I'd love to be able to just see & access comment values instead of skipping them outright.

I'd definitely consider it a bonus step for oxc to parse any JSDocs and translate its meaning(s) to the AST, but there are lots of instances where users either invent directives or just use a standard comment to transfer additional information

Quick examples:

/** @table "users" */
type User = { ... }

import(/* webpackChunkName: "my-chunk" */ "foobar");

// comptime
const DAY = ms(1, "day")
leaysgur commented 9 months ago

We talked a bit about this in #2437 ...,

So, I spent these days reading through the code.

(There are 3 articles on my blog if you're interested. Sorry it's in Japanese.)

As a result, although IMO, I'm not sure we should aim for 100% compatibility for this.

For a number of reasons,

@Boshen Sorry for the long lines, then I'd like to confirm,

What do you think? 👀

Boshen commented 9 months ago

@leaysgur Oh wow I didn't expect 3 blog posts on this topic, I thought jsdoc is a solved problem 😰

So in summary, it seems like the hardest part about jsdoc is comment attachment to AST nodes.

We can leave this part out and focus our task on just jsdoc content rules, which is quiet easy as all we need to do is finish the jsdoc parser and run rules against these parsed jsdocs.

then I'd like to confirm

The intention was to pass all the tests, but we don't really need to do it if it's not a fun task.


And if you're sick of jsdoc after looking at it for 3 days ... you may also join me on the eslint-plugin-import task.

leaysgur commented 9 months ago

For future reference, let me elaborate.

the hardest part about jsdoc is comment attachment to AST nodes.

This wasn't particularly difficult, at least if we trust the logic of eslint-plugin-jsdoc, or rather, jsdoccomment.

https://github.com/es-joy/jsdoccomment/blob/6aae5ea306015096e3d58cd22257e5222c54e3b4/src/jsdoccomment.js#L283

To put it simply, it was just this:

// findJSDocComment(node, sourceCode): Comment | null;
const beforeTokens = sourceCode.getTokensBefore(node, { includeComments: true });
while (let token = beforeTokens.pop()) {
  if (token.type === 'Block' && token.value.startsWith('*')) return token;
}

return null;

And I believe this behavior was already implemented in #2437 .
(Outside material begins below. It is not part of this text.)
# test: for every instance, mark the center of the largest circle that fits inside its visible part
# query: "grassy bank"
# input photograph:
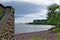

The part I found to be the hardest was that some(about half of) rules can:

if (
  esquery.matches(
    astNode,
    // from rule config
    `MethodDefinition:not([accessibility="public"]):has(JsdocBlock)`
  )
) {
  const jsdocComment = findJSDocComment(astNode, sourceCode);
}
const jsdocAstNode = toESTreeLikeAST(jsdocComment);
if (
  esquery.matches(
    jsdocAstNode,
    // from rule config
    `JsdocBlock[postDelimiter=""]:has(JsdocTypeUnion > JsdocTypeName[value="Bar"]:nth-child(1))`
  )
) {
  ruleHandler({ astNode, jsdocAstNode });
}

https://github.com/gajus/eslint-plugin-jsdoc/blob/main/docs/advanced.md

(Actually, they seemed to have a bit more complicated logic...)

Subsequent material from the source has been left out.